We have been told by such “experts” that laying down woodchip walkways takes too much nitrogen from the soil and will thus inhibit the growth of trees. This is not what we observe.
We do note that not only humans, but animals such as bears, wild boar, foxes and martens also seem to enjoy walking on a woodchip path, where they often deposit dung as a sign of their appreciation. Another bonus is that people (who aren’t apparently moved to show their appreciation in quite the same way) also tend to stay on the paths and not wander off, which is much better for the woods. Moreover, the ground of the story-telling and picnic places are undamaged and pleasant to be on.
But there are still more plus points from laying woodchip woodland paths. After a few months, for instance, we get a profusion of mushrooms growing around the edges of these paths, and after a year or so the paths are often dug up by wild boar and moles searching for the earthworms and beetle grubs that proliferate under the bottom layer as it begins to decay. If a woodchip path is not used, it quickly reverts to green nature.
It would be cheaper to just bring in woodchips by the truckload, but I have ruled against this, as we would not really know where the stuff came from or what might be in it. That is why we always use trimmings for our own woods. However, I should point out that we always leave trees or limbs that have fallen naturally where they lay.
Last year we trimmed out one very tangled area, in which there were no really strong, healthy trees, and we stacked about two-thirds of the timber ready for the chipper. The area has now been replanted with a mixture of oaks, beech and other hardwoods. We ended up with a little hill of woodchips that we needed to spread by hand over several hundred meters of pathways — some of which need to be 2 meters wide to allow passage for our major woodland workhorse, the 4WD “K Truck.”
One of the companies who support our programs is Amway, which has a large network of distributors throughout Japan.
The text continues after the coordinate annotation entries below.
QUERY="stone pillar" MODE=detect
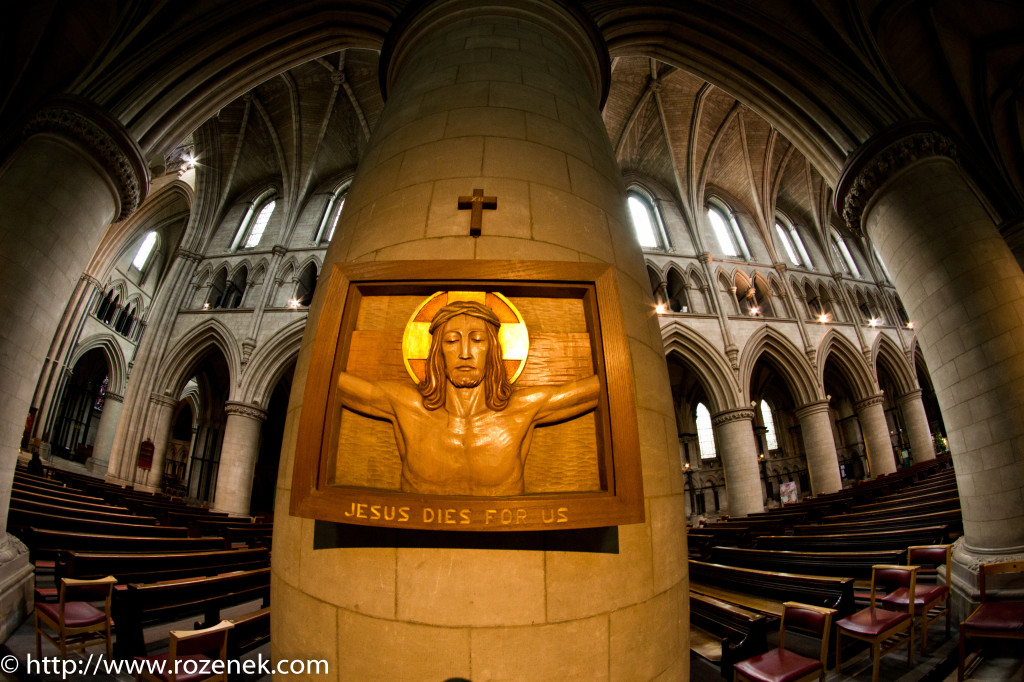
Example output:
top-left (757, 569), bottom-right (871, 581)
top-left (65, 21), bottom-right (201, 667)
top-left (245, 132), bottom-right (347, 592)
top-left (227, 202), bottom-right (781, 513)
top-left (213, 400), bottom-right (266, 516)
top-left (135, 393), bottom-right (178, 493)
top-left (271, 0), bottom-right (689, 680)
top-left (711, 408), bottom-right (765, 516)
top-left (854, 395), bottom-right (896, 477)
top-left (836, 124), bottom-right (1024, 593)
top-left (0, 101), bottom-right (148, 640)
top-left (89, 391), bottom-right (125, 478)
top-left (896, 388), bottom-right (935, 462)
top-left (795, 400), bottom-right (843, 495)
top-left (0, 100), bottom-right (148, 528)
Every year these good people volunteer to come and work for a day in our woods, and this year we had two groups of about 20 each who turned up to spread the woodchips.
There had been some rain, and the mound of chips was fermenting, making it steam and give off a woody, alcoholic fragrance reminding me of whisky barrels. No wonder earthworms and grubs gather under the stuff! Undeterred, though, our eager workers pushed wheelbarrows and wielded bamboo “bear-claw” rakes, hoes and shovels, while our chief forester, Mr. Matsuki, drove load after load in his little K tip-up truck — a marvellous vehicle that uses very little gasoline and which I would seriously recommend to ever-frugal country folk in North America and Europe.
While the others were working, two volunteers were selected to go off with one of our staff to gather the new green shoots of tara no me — the thorny Japanese angelica, otherwise known as “the Devil’s walking stick”; koshi abura — a tree for which I could find no English name but which has the hideous Latin appellation of Acanthopanax sciadophlloides; and the young leaves of the haragiri tree, which can grow up to 25 meters high and has thorny branches and leaves rather like a sycamore named Kalopanax pictus in Latin and Castor aralia in English dictionaries.
The new shoots or leaves of all three of these make excellent tempura, and are traditional late-spring food here in northern Nagano. Freshly fried tempura and box lunches of local food and rice, washed down with lots of our Kurohime “Enmei” tea were served for lunch.
For this simple service we got new, fresh, fragrant pathways that are a delight to walk upon — and a great convenience for wildlife, too.